Budget decisions agreed by West Sussex County Council

'We will do all we can to work with our partners in other authorities and the voluntary sector to make sure any impact is kept to a minimum'


Release date: 19 December 2018

Members of the West Sussex Council Cabinet have approved a number of measures to deliver a balanced budget for 2019/2020.

Like many local authorities across the country, the council faces unprecedented financial pressures. In the last eight years it has saved almost £200m and in the same period, government funding has been cut by £145m.

The council still faces a huge financial challenge going forward. The county has an aging population and people are living longer with more complex health conditions. At the same time, the complexity and vulnerability of the children the council supports continues to increase. As a result, the authority faces an increasing demand for children’s and adults’ social care services and special educational needs support - services which the county council alone is responsible for providing.
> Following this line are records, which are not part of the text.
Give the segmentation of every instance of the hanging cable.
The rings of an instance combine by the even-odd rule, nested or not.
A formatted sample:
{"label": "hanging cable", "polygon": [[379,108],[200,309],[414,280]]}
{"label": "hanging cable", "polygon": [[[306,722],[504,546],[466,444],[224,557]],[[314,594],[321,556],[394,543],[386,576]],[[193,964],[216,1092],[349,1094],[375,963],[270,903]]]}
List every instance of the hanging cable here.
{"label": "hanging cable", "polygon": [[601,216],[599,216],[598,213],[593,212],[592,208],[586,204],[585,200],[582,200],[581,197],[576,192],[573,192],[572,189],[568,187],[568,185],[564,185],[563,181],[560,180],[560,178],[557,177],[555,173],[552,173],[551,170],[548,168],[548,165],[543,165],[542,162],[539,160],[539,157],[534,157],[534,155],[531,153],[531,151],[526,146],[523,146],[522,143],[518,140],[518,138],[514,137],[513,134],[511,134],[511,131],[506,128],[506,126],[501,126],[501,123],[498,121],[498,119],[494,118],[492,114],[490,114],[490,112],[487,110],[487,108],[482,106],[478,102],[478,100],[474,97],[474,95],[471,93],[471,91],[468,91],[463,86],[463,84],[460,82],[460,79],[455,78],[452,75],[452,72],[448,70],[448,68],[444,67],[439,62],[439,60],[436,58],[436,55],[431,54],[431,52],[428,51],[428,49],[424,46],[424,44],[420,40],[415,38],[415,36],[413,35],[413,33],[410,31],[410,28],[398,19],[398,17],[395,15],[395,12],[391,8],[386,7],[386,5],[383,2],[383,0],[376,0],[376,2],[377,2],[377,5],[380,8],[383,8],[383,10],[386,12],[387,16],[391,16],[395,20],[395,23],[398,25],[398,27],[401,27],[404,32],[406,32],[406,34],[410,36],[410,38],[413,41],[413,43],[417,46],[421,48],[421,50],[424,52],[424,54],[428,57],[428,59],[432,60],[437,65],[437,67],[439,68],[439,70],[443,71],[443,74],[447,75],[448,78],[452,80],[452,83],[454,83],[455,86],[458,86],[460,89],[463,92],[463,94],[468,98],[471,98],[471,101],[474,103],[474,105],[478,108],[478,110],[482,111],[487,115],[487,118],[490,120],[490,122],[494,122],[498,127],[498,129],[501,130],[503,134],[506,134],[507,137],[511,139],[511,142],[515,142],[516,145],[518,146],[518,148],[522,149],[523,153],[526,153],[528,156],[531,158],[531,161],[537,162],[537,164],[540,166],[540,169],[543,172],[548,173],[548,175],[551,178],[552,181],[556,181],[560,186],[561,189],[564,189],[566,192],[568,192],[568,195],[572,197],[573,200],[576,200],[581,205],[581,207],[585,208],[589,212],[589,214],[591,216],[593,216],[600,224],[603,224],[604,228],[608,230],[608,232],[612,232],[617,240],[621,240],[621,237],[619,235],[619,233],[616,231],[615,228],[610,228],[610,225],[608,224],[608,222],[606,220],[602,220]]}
Over the next four years, covering the period 2019/20 to 2022/23 the council faces a further gross budget gap of £145m. The gross budget gap faced in 2019/20 stood at £50.9m alone.

The council are looking at innovative ways to generate income and do more with the money they have, but making savings is inevitable and necessary given the financial challenges faced through continued reduction in central government funding.

For 2019/2020, the savings include the following:-

Housing Related Support (HRS): The council continues to invest £4.6m in 2019/20 in housing related support, making savings of £1.7m, with a proposed further reduction of £2.3m in 2020/21.

Local Assistance Network (LAN): The council are investing £200,000 in 2019/2020 which will include maintaining contributions to foodbanks and practical assistance through the children and family centres, but with a reduced level of funding to several local social enterprises and the Citizens Advice network.

Minimum Income Guarantee (MIG): The council are reducing the MIG to the statutory minimum provision.

Subsidised bus services: The council have adopted a revised Bus Strategy, 2018 to 2026. They continue to invest £2.27m in subsidising the bus services across West Sussex, with a reduction of £300,564 in 2019/20. Discussions are now underway with bus operators, other local councils, and community organisations to try to keep the impact of funding changes to a minimum.

The Integrated Prevention and Earliest Help (IPEH) service: In 2019/20 the council will see funding for the national Troubled Families programme cut by £560k. To continue this programme we will need to make changes to the way some other services are funded, including the Duke of Edinburgh scheme, National Citizen Service and the Purple Bus.

Commenting on all the savings decisions, council Leader Louise Goldsmith said: “We have a really good track record of taking care of our residents’ money and keeping our finances solid. However now, even for us, the financial situation is becoming so tough that we are being forced to take some very difficult decisions.

“I want to reassure our residents that we have not taken any decision to reduce services lightly and we will do all we can to work with our partners in other authorities and the voluntary sector to make sure any impact is kept to a minimum and we continue to protect the most vulnerable people in West Sussex.”

All decisions are subject to the statutory call-in period of seven working days.